Because of the presumed dangers posed by alternating
current (due, in large part, to Thomas
Edison's negative advertising campaigns), American
presidents were not allowed to turn on electric
lamps until President Grover Cleveland bravely turned
the gold master key that lit up the Columbian Exposition
in 1893. Until then, presidents were required to
ask White House servants to turn on the lights.
A tuxedo's cummerbund
should face up so you can slide your opera tickets
into the notch. However, fashion magazines and motion
pictures often photograph it the opposite way because
it is felt it looks better. Since this type of innocuous
grooming detail is usually passed on by father to
son, studies have shown that the way a man points
his cummerbund is a surprisingly reliable predictor
of one's socioeconomic background.
Nicola
Tesla, the true father of radio and science's
perennial Man of Mystery, had an intense aversion
to women's earrings—particularly pearls.

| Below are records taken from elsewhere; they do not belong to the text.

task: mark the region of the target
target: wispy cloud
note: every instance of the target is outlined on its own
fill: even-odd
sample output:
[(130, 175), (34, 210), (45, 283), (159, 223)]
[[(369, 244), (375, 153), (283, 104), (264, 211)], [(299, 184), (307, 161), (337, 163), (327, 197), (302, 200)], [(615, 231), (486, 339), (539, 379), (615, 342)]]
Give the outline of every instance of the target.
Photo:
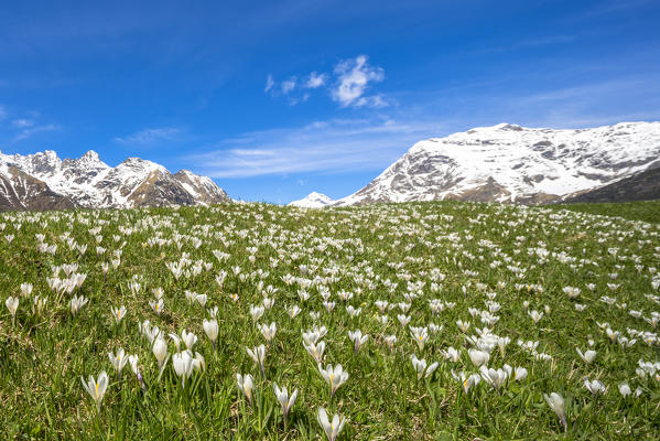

However,
according to his biographer, Margaret Cheney, "jewelry
with the glitter of crystals or sharp-planed facets
intrigued him." In addition, he wrote that
he was unable to touch other people's hair "except
perhaps at the end of a revolver."
On the other hand, Erwin
Schröndinger, the twentieth-century
scientist who postulated that the world was an indeterminate
realm hinging on a matrix of uncertainties, discovered
an important element of wave mechanics while sitting
in an Alpine hotel with two pearls stuffed in his
ears. An old Viennese girlfriend was with him at
the time, but it is not known whether he touched
her hair.
Strangely, while Schröndinger
theorized about indeterminancies, Tesla was an avowed
determinist who called humans "meat machines."
The use of vinegar
in Indian dishes from the coastal region of Goa
reflects the influence Portuguese colonists had
on the region. (The Portuguese ruled the region
for four centuries and are credited with bringing
hot peppers from the New World to Asia in the sixteenth
century.) Likewise, today's perrenial favorite,
Mulligatawny Soup, was created three hundred years
ago to meet the British colonists' demand for a
separate soup course.
The Queensbury
rules, which—among other things—insures
boxers are evenly matched by weight categories,
were created by John Sholto Douglas, 9th Marquess
of Queensbury. Douglas was also the father of
Oscar Wilde's most famous lover,
Alfred Douglas, and it was the father's virulent
attacks on Wilde that ultimately led to Wilde's
imprisonment for committing indecent acts.